If you have had a stroke or mini stroke from a plaque breaking off and travelling to the small vessels of the brain, the doctors will usually operate with lesser blockages – because you have already demonstrated a tendency to have pieces break off.

Now this is important – strokes usually happen because of high grade (70 or higher stenosis) not occlusions (or 100% blockages).  That’s because there is more than one vessel bringing blood to the brain – (remember the vertebrals we mentioned earlier..)  Doctors do not undo occlusions because that actually increases the risk of stroke at the time of surgery.

If you have an occlusion – count yourself as lucky that you didn’t have a stroke when it was 99%  and worry about keeping the remaining vessels as clean as possible with medicines.

Screening for Carotid Stenosis:

Currently there are no screening guidelines for asymptomatic individuals.  Since symptomatic means the person has had a stroke or TIA (mini-stroke) knowing when to screen is important.

Generally screening should be done in people at high risk for developing accelerated plaque formation – and in people with vasculopathic disease history (people with a history of plaque or blockages other places.)

High risk for accelerated plaques:

1. Diabetes – diabetes accelerates plaque formation, which is why new guidelines suggest ALL people with Diabetes, regardless of blood cholesterol tests should be on a statin drug (simvastatin, rosuvastatin, lovastatin, atorvastatin, pravastatin)*

2. History of smoking – smoking causes similar effects inside blood vessels as diabetes.  As I explain to patients in the office, it makes plaque form faster by irritating blood vessels and making plaque more likely to stick.  This is also important when we talk about ‘medical management’ of plaque diseases.

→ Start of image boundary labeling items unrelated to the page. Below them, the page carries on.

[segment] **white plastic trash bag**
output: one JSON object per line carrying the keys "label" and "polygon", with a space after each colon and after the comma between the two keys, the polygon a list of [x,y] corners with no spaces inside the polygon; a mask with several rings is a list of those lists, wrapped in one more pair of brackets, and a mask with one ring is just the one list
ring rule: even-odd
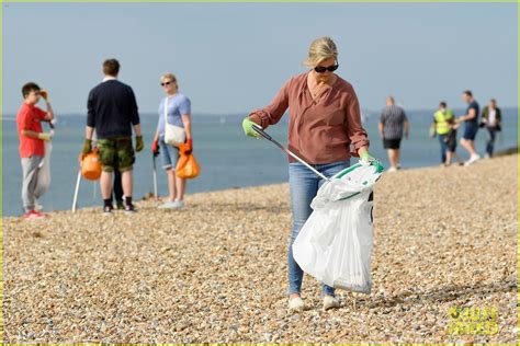
{"label": "white plastic trash bag", "polygon": [[305,273],[335,288],[370,293],[372,187],[382,173],[377,161],[357,163],[319,188],[293,244]]}

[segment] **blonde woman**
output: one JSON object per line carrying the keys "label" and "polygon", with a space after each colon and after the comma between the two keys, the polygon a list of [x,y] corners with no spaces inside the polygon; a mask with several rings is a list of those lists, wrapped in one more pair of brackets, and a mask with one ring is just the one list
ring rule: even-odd
{"label": "blonde woman", "polygon": [[[350,165],[350,158],[373,160],[369,139],[361,126],[360,105],[352,85],[334,73],[338,69],[338,50],[329,37],[310,44],[304,62],[309,70],[291,78],[270,105],[253,111],[242,122],[247,136],[259,138],[253,124],[267,128],[276,124],[290,109],[289,149],[326,176]],[[302,163],[289,157],[289,183],[293,228],[287,254],[289,308],[306,309],[301,298],[303,270],[294,261],[292,244],[313,211],[310,201],[324,183]],[[339,308],[332,287],[323,286],[324,309]]]}
{"label": "blonde woman", "polygon": [[191,131],[191,102],[184,94],[179,92],[179,83],[172,73],[166,73],[160,78],[160,85],[166,97],[159,104],[159,120],[151,145],[151,152],[160,153],[162,168],[168,175],[169,199],[159,206],[165,209],[180,209],[184,207],[185,178],[176,175],[176,165],[179,160],[179,148],[165,142],[165,108],[167,108],[168,124],[183,127],[186,135],[188,152],[193,150],[193,137]]}

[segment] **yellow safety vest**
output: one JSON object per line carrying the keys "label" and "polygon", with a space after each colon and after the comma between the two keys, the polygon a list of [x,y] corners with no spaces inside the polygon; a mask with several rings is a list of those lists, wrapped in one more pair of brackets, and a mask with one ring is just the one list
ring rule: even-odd
{"label": "yellow safety vest", "polygon": [[450,119],[453,119],[453,113],[450,109],[445,109],[444,113],[437,111],[433,114],[436,119],[436,131],[438,135],[445,135],[450,131]]}

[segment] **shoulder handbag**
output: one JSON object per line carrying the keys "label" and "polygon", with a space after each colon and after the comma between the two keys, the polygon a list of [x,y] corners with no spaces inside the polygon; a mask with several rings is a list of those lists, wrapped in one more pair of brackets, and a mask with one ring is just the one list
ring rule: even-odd
{"label": "shoulder handbag", "polygon": [[182,178],[194,178],[201,174],[201,166],[193,153],[185,153],[184,145],[179,147],[179,161],[177,161],[176,175]]}
{"label": "shoulder handbag", "polygon": [[184,128],[168,124],[168,96],[165,100],[165,142],[170,146],[179,146],[185,141]]}

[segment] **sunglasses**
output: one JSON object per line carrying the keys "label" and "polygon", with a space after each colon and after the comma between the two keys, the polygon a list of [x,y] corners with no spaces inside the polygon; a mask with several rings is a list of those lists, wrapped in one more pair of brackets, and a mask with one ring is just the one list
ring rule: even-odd
{"label": "sunglasses", "polygon": [[332,65],[332,66],[328,66],[328,67],[325,67],[325,66],[316,66],[314,68],[314,70],[318,73],[324,73],[325,71],[336,71],[338,69],[339,65],[336,64],[336,65]]}

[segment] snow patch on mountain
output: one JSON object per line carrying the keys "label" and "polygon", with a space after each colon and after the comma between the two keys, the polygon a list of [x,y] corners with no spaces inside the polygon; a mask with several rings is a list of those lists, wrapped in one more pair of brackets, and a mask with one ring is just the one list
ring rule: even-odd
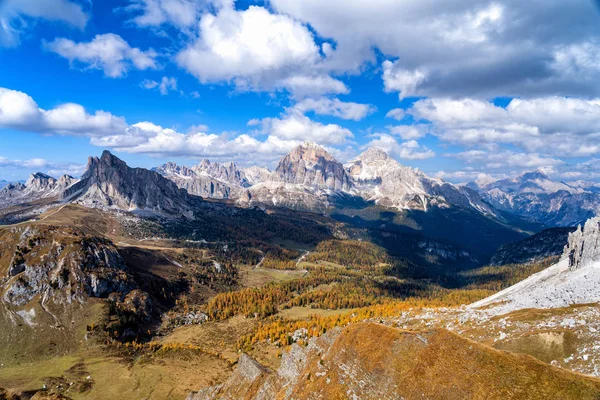
{"label": "snow patch on mountain", "polygon": [[560,262],[473,303],[491,315],[526,308],[558,308],[600,301],[600,218],[569,235]]}

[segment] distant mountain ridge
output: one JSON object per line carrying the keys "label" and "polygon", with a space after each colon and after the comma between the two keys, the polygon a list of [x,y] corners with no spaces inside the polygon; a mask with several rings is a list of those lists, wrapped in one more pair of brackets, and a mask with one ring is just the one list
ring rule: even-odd
{"label": "distant mountain ridge", "polygon": [[466,187],[500,211],[546,226],[576,226],[600,211],[600,196],[594,184],[569,184],[551,180],[541,171],[514,178],[470,182]]}
{"label": "distant mountain ridge", "polygon": [[193,216],[195,205],[202,200],[157,172],[127,166],[108,151],[100,158],[90,157],[79,182],[65,190],[61,198],[90,207],[186,217]]}
{"label": "distant mountain ridge", "polygon": [[525,308],[558,308],[600,301],[600,217],[569,234],[553,266],[470,307],[492,315]]}
{"label": "distant mountain ridge", "polygon": [[77,180],[70,175],[59,179],[37,172],[25,183],[7,183],[0,189],[0,204],[10,206],[41,199],[59,198],[61,193]]}
{"label": "distant mountain ridge", "polygon": [[459,206],[497,216],[479,194],[401,165],[381,148],[369,148],[343,165],[323,147],[304,142],[285,155],[273,172],[233,163],[155,169],[189,193],[240,204],[263,204],[324,212],[356,198],[398,210]]}

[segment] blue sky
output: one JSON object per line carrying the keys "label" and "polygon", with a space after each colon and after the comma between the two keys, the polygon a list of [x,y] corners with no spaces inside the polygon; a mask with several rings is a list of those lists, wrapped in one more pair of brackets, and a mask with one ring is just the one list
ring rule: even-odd
{"label": "blue sky", "polygon": [[0,1],[0,180],[103,149],[273,167],[305,139],[598,180],[599,26],[588,0]]}

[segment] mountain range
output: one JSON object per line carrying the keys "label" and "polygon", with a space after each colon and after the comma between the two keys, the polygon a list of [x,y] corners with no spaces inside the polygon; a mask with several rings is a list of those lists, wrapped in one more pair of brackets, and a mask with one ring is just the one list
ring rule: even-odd
{"label": "mountain range", "polygon": [[[81,181],[89,181],[94,174],[90,168],[96,170],[100,166],[103,170],[107,163],[123,169],[124,163],[116,160],[107,152],[97,161],[91,159]],[[534,171],[509,179],[454,185],[401,165],[376,147],[368,148],[345,165],[323,147],[305,142],[284,156],[273,171],[206,159],[191,167],[169,162],[153,168],[152,172],[157,174],[142,171],[135,169],[129,180],[109,185],[117,188],[115,193],[107,193],[109,186],[100,188],[96,182],[88,193],[77,195],[78,201],[189,215],[189,205],[180,201],[182,193],[157,178],[161,175],[193,196],[231,200],[244,206],[276,206],[320,213],[343,208],[349,201],[359,201],[397,211],[460,207],[499,220],[516,216],[546,227],[562,227],[582,223],[600,209],[600,185],[595,183],[555,182],[543,172]],[[109,173],[104,177],[110,179],[114,175]],[[68,175],[55,179],[36,173],[24,184],[6,183],[0,189],[0,204],[54,197],[74,200],[72,196],[84,185],[78,183],[76,189],[66,191],[75,182]],[[142,193],[141,188],[147,185],[160,185],[161,189],[158,194]],[[125,186],[131,187],[125,190]],[[62,195],[63,192],[66,193]],[[119,197],[116,201],[109,199],[113,194]]]}
{"label": "mountain range", "polygon": [[541,171],[466,186],[497,210],[547,227],[576,226],[600,211],[598,184],[556,182]]}

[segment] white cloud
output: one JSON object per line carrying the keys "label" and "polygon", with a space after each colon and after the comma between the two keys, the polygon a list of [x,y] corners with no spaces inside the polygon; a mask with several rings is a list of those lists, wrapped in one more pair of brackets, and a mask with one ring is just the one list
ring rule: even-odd
{"label": "white cloud", "polygon": [[123,131],[126,126],[123,118],[105,111],[88,114],[79,104],[66,103],[51,110],[44,110],[27,94],[0,88],[0,128],[99,136]]}
{"label": "white cloud", "polygon": [[310,140],[323,145],[338,145],[354,137],[346,128],[313,121],[293,109],[281,118],[264,118],[261,124],[263,132],[284,140]]}
{"label": "white cloud", "polygon": [[474,99],[425,99],[408,112],[430,121],[431,132],[446,142],[512,144],[561,157],[600,153],[597,99],[514,99],[506,108]]}
{"label": "white cloud", "polygon": [[564,164],[557,158],[546,157],[535,153],[516,153],[512,151],[487,152],[483,150],[470,150],[455,154],[448,154],[469,164],[483,165],[489,169],[540,169],[556,167]]}
{"label": "white cloud", "polygon": [[416,140],[408,140],[399,143],[392,136],[387,134],[375,134],[375,139],[369,142],[367,147],[381,147],[391,156],[405,160],[424,160],[435,157],[435,152],[425,146],[420,145]]}
{"label": "white cloud", "polygon": [[[167,94],[169,94],[169,91],[171,91],[171,90],[177,91],[177,79],[173,78],[173,77],[169,78],[167,76],[163,76],[160,82],[145,79],[144,81],[142,81],[140,86],[144,89],[158,88],[158,90],[160,91],[160,94],[162,94],[163,96],[166,96]],[[198,92],[194,92],[194,93],[198,94]],[[196,96],[194,96],[193,93],[191,95],[192,95],[192,97],[197,98]],[[198,97],[200,97],[199,94],[198,94]]]}
{"label": "white cloud", "polygon": [[198,21],[210,1],[199,0],[130,0],[125,10],[136,14],[132,22],[139,27],[158,27],[171,24],[187,28]]}
{"label": "white cloud", "polygon": [[[92,144],[129,153],[157,156],[212,157],[256,163],[273,162],[300,140],[286,140],[270,135],[260,141],[247,134],[234,138],[198,130],[187,134],[163,128],[151,122],[132,125],[125,134],[92,138]],[[252,160],[248,155],[252,155]]]}
{"label": "white cloud", "polygon": [[198,38],[177,55],[177,63],[202,83],[231,82],[242,91],[286,89],[300,97],[347,93],[319,67],[322,60],[306,26],[263,7],[238,11],[233,4],[205,13]]}
{"label": "white cloud", "polygon": [[394,108],[393,110],[388,111],[388,113],[385,114],[385,117],[393,118],[395,120],[401,121],[405,115],[406,115],[406,112],[404,111],[403,108]]}
{"label": "white cloud", "polygon": [[594,3],[270,1],[335,42],[325,53],[332,71],[360,73],[379,53],[387,91],[483,98],[600,95]]}
{"label": "white cloud", "polygon": [[155,69],[157,53],[131,47],[119,35],[107,33],[96,35],[91,42],[75,43],[58,38],[45,43],[45,48],[69,60],[86,65],[87,68],[104,71],[106,76],[119,78],[130,69]]}
{"label": "white cloud", "polygon": [[354,121],[360,121],[376,110],[376,108],[370,104],[345,102],[327,97],[320,97],[317,99],[307,98],[296,103],[293,108],[301,113],[313,111],[318,115],[331,115],[333,117]]}
{"label": "white cloud", "polygon": [[498,179],[506,178],[504,174],[487,174],[485,172],[473,171],[473,170],[459,170],[459,171],[438,171],[433,174],[436,178],[452,181],[452,182],[470,182],[475,181],[480,185],[486,185],[488,183],[497,181]]}
{"label": "white cloud", "polygon": [[45,19],[64,22],[83,30],[89,19],[81,5],[68,0],[0,1],[0,46],[13,47],[28,31],[30,21]]}
{"label": "white cloud", "polygon": [[0,156],[0,167],[16,168],[30,172],[44,171],[52,176],[81,175],[85,165],[73,163],[57,163],[44,158],[31,158],[28,160],[13,160]]}
{"label": "white cloud", "polygon": [[81,105],[73,103],[44,110],[27,94],[0,88],[0,129],[87,136],[95,146],[130,153],[271,163],[304,140],[340,145],[353,137],[348,129],[312,121],[297,111],[285,113],[280,118],[254,120],[250,125],[260,125],[262,131],[259,133],[266,138],[208,133],[206,125],[192,126],[187,133],[149,121],[129,125],[122,117],[105,111],[89,114]]}
{"label": "white cloud", "polygon": [[422,84],[426,75],[423,71],[407,70],[398,67],[398,62],[383,62],[383,87],[386,92],[400,92],[400,98],[416,95],[417,86]]}

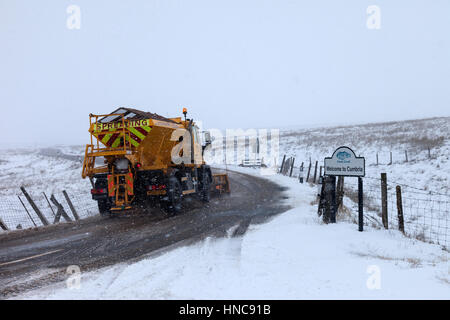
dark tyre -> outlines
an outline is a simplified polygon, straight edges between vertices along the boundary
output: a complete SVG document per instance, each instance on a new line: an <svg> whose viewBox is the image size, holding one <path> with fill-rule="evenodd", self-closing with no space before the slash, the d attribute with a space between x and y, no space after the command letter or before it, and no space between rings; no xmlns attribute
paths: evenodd
<svg viewBox="0 0 450 320"><path fill-rule="evenodd" d="M203 202L209 202L211 199L211 176L208 172L204 172L200 184L200 199Z"/></svg>
<svg viewBox="0 0 450 320"><path fill-rule="evenodd" d="M108 200L98 200L98 211L101 216L109 216L111 213L111 205Z"/></svg>
<svg viewBox="0 0 450 320"><path fill-rule="evenodd" d="M181 211L181 201L183 200L183 191L181 183L176 177L170 177L167 184L167 201L165 203L165 211L170 215L175 215Z"/></svg>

Note: ‘Medical Management’ is a term that means exactly that – managing conditions (not curing or fixing) by use of medications.  The disease won’t go away but the thought is that medicines will slow the worsening of the conditioning.

People with history of vasculopathic disease:  these people should be screened because they already have a history of artery blockages – but people don’t always realize that carotid arteries and other arteries are essentially the same highway, so to speak.

This includes:

1. People with a history of Coronary artery disease (CAD) such as people with previous heart stents or bypass surgery.  In fact, one-third of people screened for carotid artery while awaiting bypass surgery (also called CABG) have significant carotid disease or stenosis.

2. People with blockages elsewhere: Renal artery stenosis (kidneys), peripheral artery disease (PAD) aka blockages in the legs, mesenteric artery disease (abdomen).

3. People with an abnormal eye exam or Amarosis fugax – this is basically a small stroke or mini-stroke to the eye.  Sometimes people develop symptoms (amarosis fugax – which is described as a sudden loss of vision, like a shade coming down over your eye).  Other times, the ophthalmologist sees a plaque in the artery to the eye on exam.

I’ll talk about more in my next post – and I am happy to answer condition related questions but not offer medical advice.  My legal eagles have a fit otherwise..

*as I have previously mentioned in Hidden Gem – it is vitally important patients know the generic names of their medications, along with dosages and administration information.